Петр остался около саней, а мы с Чулковым направились к ближайшему бревенчатому дому, постучали в покрывшееся толстым инеем окно. Пройдя затем через темные холодные сени, оказались в освещенной крохотным огоньком комнате с запахом пеленок. Женщина в накинутом на плечи полушубке, из-под которого выглядывала длинная белая рубашка, качала на руках плачущего ребенка. Кто-то кряхтел на печке. В тепле меня сразу разморило и потянуло в сон, хотя я и крепился перед Чулковым.

Плач ребенка в этих деревянных стенах, под низким потолком почему-то не раздражал, а лишь убаюкивал меня и порождал неясную тревогу в сердце. Как это было несовместимо — беспомощный младенец на руках у матери и рвущийся в этот дом с автоматом в руках безжалостный враг, жаждущий убивать все живое… На какое-то время голова моя повисла над дулом карабина, который я не выпускал из рук.

От громового залпа ударившей где-то рядом артиллерийской батареи зазвенели окна, вздрогнула земля, покачнулся дом.

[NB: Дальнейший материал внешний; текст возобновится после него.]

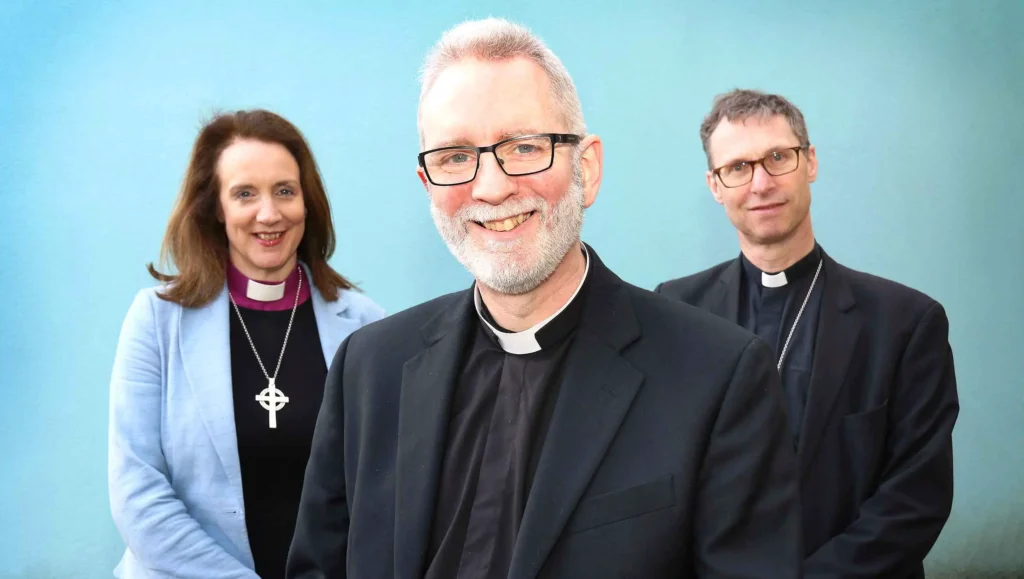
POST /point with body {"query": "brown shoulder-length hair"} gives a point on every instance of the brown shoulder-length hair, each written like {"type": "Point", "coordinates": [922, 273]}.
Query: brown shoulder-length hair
{"type": "Point", "coordinates": [196, 242]}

Я вскочил с табуретки и, оглянувшись, понял, что успел до этого задремать.

— Так можно и Москву проспать, — проговорил Чулков, направляясь к двери.

На улице у покрывшихся инеем лошадей уже хлопотали ездовые. Заскрипели на морозе сани и повозки. Батальон выдвигался на передний край.

Мы с Чулковым поспешили к комбату, прихватив с собой ручной пулемет и несколько дисков к нему.

Роты разгребали глубокий снег и вгрызались в мерзлую, заледеневшую землю. Нам все это было хорошо видно с пригорка на краю села, где по приказанию комбата мы рыли свой окоп, создавая один из опорных пунктов батальона с круговой обороной.

А впереди позиций батальона, за лесом, с утра разгорался жестокий бой. Мы все время прислушивались то к нарастающей, то к утихающей перестрелке и посматривали на видневшееся недалеко шоссе. Но только на третий день перед позициями нашего батальона появились гитлеровцы.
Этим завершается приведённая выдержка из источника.